In operation, electrical drive pulses are selectively applied to conductive traces leading into the various heater resistors situated in the bottom of each firing chamber to thereby heat the ink to boiling in each firing chamber and above each heater resistor. This resistor firing in turn produces a vapor bubble and a corresponding pressure field within the firing chamber used for thermally ejecting ink onto an adjacent print medium.
In one general architecture of firing chambers, the cross-sectional geometry of the firing chambers defined by the walls of the polymer barrier located between the thin film resistor substrate and the orifice plate was partially rectangular in shape and of a three sided wall construction. The firing chambers and ink flow ports connected thereto function not only to define an ink flow path and ink firing chamber for each heater resistor, but this architecture also serves to fluidically isolate adjacent heater resistors and thereby minimize undesirable crosstalk therebetween.

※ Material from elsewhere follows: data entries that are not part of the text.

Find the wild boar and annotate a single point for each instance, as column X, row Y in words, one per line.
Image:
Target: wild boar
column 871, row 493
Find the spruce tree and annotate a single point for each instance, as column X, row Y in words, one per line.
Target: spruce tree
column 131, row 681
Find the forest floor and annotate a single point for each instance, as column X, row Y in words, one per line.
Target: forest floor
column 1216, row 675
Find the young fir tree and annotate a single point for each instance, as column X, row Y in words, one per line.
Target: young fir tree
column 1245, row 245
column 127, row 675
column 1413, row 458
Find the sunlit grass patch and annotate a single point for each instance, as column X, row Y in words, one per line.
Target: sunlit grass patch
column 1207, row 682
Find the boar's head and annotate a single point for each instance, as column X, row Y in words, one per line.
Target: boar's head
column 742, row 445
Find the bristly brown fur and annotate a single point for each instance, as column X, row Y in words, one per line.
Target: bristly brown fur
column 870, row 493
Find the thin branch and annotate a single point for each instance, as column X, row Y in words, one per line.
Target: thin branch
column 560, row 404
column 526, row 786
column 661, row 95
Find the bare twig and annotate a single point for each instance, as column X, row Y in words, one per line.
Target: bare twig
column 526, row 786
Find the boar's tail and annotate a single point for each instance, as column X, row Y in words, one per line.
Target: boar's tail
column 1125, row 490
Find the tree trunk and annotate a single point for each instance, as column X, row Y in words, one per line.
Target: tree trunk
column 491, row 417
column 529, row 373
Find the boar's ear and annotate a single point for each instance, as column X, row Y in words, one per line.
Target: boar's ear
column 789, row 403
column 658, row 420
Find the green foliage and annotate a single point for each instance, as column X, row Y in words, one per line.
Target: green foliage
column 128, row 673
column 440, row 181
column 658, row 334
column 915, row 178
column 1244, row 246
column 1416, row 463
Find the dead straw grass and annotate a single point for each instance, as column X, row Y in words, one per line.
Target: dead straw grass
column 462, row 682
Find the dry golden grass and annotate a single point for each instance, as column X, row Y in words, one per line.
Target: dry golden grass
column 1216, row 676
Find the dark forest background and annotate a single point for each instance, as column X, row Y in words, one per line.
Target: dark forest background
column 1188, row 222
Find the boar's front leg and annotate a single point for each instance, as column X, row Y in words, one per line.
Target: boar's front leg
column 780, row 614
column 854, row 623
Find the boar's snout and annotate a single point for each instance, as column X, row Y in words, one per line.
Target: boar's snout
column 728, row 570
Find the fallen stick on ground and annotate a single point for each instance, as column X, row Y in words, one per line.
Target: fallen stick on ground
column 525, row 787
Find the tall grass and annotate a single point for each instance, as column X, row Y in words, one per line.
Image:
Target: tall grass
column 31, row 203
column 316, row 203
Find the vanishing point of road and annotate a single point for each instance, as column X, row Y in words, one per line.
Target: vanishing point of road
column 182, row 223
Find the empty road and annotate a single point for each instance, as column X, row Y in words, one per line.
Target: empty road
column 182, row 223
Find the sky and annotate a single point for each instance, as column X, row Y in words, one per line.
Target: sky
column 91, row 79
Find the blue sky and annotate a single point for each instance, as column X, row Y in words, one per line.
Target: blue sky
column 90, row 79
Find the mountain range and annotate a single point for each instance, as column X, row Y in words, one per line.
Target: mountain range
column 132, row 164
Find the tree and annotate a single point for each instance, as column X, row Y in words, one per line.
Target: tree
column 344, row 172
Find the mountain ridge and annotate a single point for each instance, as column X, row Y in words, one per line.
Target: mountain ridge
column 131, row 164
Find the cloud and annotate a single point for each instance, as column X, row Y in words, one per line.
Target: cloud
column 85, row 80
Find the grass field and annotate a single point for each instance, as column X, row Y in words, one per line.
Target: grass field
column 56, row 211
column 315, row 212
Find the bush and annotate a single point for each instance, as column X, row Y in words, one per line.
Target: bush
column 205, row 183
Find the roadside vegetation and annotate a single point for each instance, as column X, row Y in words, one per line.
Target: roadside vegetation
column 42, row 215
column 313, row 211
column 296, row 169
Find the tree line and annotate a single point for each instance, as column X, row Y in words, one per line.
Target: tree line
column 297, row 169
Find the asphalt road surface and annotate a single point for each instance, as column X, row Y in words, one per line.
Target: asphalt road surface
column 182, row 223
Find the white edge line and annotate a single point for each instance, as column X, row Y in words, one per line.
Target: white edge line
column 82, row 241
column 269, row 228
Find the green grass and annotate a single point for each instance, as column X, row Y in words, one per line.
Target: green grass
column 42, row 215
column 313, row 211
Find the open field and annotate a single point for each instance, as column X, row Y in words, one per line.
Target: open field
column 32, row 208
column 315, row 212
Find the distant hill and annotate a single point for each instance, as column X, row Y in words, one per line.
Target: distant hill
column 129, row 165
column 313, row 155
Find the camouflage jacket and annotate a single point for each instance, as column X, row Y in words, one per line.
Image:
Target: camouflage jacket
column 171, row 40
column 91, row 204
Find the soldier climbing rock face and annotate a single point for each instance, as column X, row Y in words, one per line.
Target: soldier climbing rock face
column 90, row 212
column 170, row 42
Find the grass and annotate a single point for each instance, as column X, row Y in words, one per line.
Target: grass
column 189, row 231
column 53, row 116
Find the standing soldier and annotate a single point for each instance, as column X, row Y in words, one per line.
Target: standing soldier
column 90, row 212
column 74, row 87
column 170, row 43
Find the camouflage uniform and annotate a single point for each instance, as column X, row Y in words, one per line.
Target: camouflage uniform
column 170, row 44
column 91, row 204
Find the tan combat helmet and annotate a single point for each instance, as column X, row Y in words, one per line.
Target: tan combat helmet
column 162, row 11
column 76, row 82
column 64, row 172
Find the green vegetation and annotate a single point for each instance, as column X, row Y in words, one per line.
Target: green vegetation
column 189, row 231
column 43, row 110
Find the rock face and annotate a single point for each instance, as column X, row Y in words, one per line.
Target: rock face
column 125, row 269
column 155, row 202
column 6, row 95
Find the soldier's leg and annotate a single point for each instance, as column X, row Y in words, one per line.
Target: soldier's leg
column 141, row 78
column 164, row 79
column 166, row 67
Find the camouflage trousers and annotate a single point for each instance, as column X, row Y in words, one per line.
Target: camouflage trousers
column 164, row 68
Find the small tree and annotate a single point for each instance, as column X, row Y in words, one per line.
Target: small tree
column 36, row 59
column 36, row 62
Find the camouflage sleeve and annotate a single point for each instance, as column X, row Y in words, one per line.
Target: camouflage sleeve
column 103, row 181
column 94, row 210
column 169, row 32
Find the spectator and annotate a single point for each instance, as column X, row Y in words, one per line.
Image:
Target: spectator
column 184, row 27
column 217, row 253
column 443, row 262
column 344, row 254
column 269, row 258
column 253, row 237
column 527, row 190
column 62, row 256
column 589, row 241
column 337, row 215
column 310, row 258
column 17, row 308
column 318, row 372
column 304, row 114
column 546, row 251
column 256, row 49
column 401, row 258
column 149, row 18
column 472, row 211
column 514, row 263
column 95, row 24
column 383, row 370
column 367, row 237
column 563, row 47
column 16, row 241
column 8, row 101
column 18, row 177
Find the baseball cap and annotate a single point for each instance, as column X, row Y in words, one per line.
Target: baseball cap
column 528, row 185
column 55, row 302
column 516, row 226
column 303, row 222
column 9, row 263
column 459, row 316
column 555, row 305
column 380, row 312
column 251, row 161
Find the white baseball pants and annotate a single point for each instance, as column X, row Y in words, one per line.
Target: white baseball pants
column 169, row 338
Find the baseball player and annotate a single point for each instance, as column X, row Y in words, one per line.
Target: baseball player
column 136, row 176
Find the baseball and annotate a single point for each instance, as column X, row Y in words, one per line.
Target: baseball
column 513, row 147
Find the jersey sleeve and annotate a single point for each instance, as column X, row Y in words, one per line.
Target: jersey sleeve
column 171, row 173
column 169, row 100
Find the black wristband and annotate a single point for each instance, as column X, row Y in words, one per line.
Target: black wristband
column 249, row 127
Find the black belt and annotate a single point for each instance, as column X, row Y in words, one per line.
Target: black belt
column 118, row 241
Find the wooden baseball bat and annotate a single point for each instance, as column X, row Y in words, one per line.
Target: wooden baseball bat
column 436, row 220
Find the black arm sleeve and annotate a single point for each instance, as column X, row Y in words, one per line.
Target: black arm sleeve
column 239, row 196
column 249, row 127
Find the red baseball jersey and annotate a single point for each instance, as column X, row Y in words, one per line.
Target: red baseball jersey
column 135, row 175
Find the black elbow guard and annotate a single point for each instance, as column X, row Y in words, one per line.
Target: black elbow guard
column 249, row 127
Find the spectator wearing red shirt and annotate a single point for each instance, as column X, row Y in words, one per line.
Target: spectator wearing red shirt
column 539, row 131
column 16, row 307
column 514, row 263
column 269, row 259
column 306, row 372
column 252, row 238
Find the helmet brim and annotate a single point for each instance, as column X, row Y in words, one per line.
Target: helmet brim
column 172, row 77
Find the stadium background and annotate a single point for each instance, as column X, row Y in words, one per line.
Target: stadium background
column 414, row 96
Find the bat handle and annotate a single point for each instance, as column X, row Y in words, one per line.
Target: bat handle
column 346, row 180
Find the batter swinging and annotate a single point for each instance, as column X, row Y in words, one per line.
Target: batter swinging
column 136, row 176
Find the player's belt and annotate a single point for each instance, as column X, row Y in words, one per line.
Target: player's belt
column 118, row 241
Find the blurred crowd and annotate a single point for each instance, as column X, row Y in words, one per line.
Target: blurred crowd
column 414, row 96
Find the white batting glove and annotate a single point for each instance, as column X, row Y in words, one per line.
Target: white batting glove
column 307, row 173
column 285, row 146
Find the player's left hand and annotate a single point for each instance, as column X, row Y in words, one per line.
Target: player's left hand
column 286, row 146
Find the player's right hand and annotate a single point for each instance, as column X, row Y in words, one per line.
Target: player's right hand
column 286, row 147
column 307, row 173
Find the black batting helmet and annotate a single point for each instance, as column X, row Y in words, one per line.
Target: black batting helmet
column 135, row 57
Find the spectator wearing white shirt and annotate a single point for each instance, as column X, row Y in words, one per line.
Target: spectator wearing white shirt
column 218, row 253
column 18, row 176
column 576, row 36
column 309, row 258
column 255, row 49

Examples of the above three sided rectangular shaped barrier layer geometries are those used in the three color disposable pen adapted for use in Hewlett Packard's PaintJet thermal ink jet printer. This disposable pen and the PaintJet thermal ink jet printer in which it has been successfully used are described in further detail in the Hewlett Packard Journal, Volume 39, No. 4 August 1988, incorporated herein by reference. The general architecture of the orifice plate and ink feed geometry for the above PaintJet pen is also described in U.S. Pat. No. 4,771,295, issued to Jeffrey P. Baker et al., assigned to the present assignee and also incorporated hereby by reference.
The three-sided firing chambers are commonly utilized with rectangularly shaped heating resistors which are typically positioned with their edges within the enclosed region defined by the downward extension of the chamber walls.
Whereas the above Hewlett Packard thermal ink jet pen designs of three-sided barrier layer and firing chamber construction have performed quite satisfactorily under most conditions of operation, there are nevertheless certain situations where the above three-sided rectangular-shaped barrier layer designs have not been totally suitable for producing acceptably uniform ink drop volumes, printed dot and line uniformity and a corresponding acceptable print quality, particularly during sustained high frequency operation of the thermal ink jet pen. It is the solution to this problem to which the present invention is directed.